Titan came to us nearly 12½  ago where, bounding into the house, he met Jake, Andrée’s first guide dog, the handsomest black and tan German Shepherd in Connecticut, perhaps the world, full of years and happy to be retired.

Andrée: The world will become a true utopia when the tireless reformers so rearrange it that one is able to retire upon graduation from college.

Jake, like most German Shepherds, more or less prowled, always alert, head up, ears pointed, and ready to meet the bristling world on its own terms. Titan bounced, the perpetual youth, an irrepressible spring in his step. I wrote about Jake here. He is alive in our memories. Dogs, for reasons hinted above by Twain, are more easily remembered than people.

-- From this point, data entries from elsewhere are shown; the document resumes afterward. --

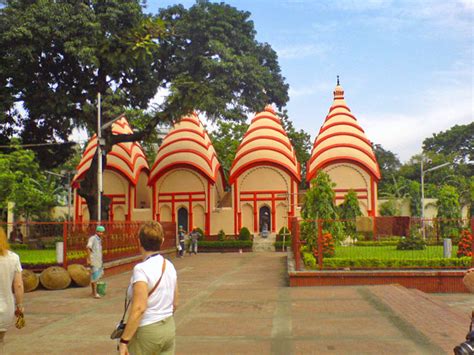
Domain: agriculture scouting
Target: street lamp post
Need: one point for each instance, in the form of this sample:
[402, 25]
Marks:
[100, 144]
[423, 172]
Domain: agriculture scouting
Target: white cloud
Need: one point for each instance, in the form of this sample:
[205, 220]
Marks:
[301, 51]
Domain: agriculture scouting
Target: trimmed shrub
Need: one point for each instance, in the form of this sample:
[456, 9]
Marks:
[201, 233]
[309, 260]
[221, 235]
[464, 246]
[413, 242]
[463, 262]
[283, 231]
[328, 246]
[244, 234]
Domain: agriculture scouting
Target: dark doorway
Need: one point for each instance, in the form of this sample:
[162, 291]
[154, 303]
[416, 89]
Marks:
[183, 218]
[265, 219]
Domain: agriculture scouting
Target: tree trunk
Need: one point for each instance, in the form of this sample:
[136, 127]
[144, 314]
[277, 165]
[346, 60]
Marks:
[88, 190]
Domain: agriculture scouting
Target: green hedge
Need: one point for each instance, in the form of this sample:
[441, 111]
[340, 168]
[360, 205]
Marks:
[381, 243]
[226, 244]
[397, 263]
[278, 245]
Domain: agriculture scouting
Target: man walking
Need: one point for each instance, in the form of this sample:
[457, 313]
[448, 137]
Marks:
[181, 236]
[194, 240]
[94, 258]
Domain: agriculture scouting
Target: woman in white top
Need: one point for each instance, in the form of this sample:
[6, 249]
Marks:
[153, 290]
[10, 279]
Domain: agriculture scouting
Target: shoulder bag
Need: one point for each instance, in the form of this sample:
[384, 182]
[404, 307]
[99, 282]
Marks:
[118, 331]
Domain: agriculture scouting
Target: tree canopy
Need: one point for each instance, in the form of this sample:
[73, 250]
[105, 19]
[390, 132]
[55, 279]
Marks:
[57, 55]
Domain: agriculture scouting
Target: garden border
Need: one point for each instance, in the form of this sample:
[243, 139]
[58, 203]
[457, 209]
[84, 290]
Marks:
[430, 281]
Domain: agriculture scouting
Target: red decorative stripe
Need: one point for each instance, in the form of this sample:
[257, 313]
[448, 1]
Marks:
[177, 151]
[339, 106]
[273, 138]
[277, 129]
[182, 164]
[326, 127]
[319, 152]
[263, 162]
[328, 117]
[194, 121]
[263, 116]
[343, 159]
[189, 139]
[181, 130]
[320, 140]
[238, 157]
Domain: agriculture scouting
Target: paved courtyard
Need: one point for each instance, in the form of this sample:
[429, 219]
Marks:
[240, 304]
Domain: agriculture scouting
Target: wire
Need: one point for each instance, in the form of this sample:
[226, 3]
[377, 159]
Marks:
[35, 145]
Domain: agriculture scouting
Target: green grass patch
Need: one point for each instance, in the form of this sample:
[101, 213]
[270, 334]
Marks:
[390, 252]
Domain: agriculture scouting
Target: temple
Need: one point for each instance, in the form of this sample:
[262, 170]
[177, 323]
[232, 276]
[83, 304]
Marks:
[343, 151]
[186, 183]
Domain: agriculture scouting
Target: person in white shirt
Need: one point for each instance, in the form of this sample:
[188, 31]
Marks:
[94, 258]
[11, 287]
[153, 291]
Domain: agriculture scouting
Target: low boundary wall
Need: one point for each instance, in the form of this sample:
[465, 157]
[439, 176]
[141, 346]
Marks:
[430, 281]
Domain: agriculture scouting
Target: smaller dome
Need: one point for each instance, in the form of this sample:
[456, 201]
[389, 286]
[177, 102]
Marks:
[265, 143]
[338, 92]
[127, 158]
[269, 108]
[187, 144]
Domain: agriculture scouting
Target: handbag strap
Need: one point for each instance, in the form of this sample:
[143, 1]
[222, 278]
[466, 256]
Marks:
[127, 304]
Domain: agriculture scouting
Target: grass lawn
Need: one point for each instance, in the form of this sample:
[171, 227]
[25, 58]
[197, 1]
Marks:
[39, 257]
[390, 252]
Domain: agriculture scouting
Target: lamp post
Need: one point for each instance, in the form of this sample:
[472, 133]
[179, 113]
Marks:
[423, 172]
[69, 189]
[100, 144]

Andrée insists – and one can disagree with this imperishable truth only at the point of a sword – that Titan kept Jake in good order for two years, before he slipped from our grasp and went on his way to Heaven at age 14½. Twain again: “Heaven goes by favor. If it went by merit, you would stay out and your dog would go in.”

I’ve lost many things during what folk now call my “life’s journey” – my youth, the spring in my own step, my hair, my reputation, my patience, occasionally my sense of humor – but I can tell you, none of these losses compare with the loss of a dog, because a dog, especially a guide dog, is not just a dog. He is a piece of God’s grace dropped like Holy Water into Hell.

None of us lucky sighted people can know how life presents itself, most often with bared teeth, to those like my wife of 53 years, who was legally blind from birth. It’s a daily struggle. To be won, the day must first be conquered, and the struggle is exhausting. This she has done with great courage and grace all her life. But when Jake first came into her life, she was, for the first time in her life, truly and fully liberated.

Then Titan put a bounce in her step. His fur was not coarse but silken; his eyes were brown amber gemstones; if he could smile, his smile would wrestle the world to the ground. Everywhere he went – and he never left her side for a moment -- he drew gasps from people. Men especially were drawn to him.

Me: Hey, Andrée, if I just step out of the way, I’m sure you could do much better with Titan at your side – maybe pick up one of those white or black privileged hedge fund millionaires down there in Fairfield County.

Born in Fairfield County, Connecticut’s Gold Coast, Andrée was familiar with the breed.

Andrée: Hmmm. Let me sleep on it.

My love, nothing that the creative hand of God has touched is lost forever to nothingness. Love is the greatest of God’s many gifts to us, the most precious of his wonder working mysteries. And because you loved Titan, and his love to you was retuned a thousand fold -- he lives.

Don Pesci is a columnist who lives in Vernon.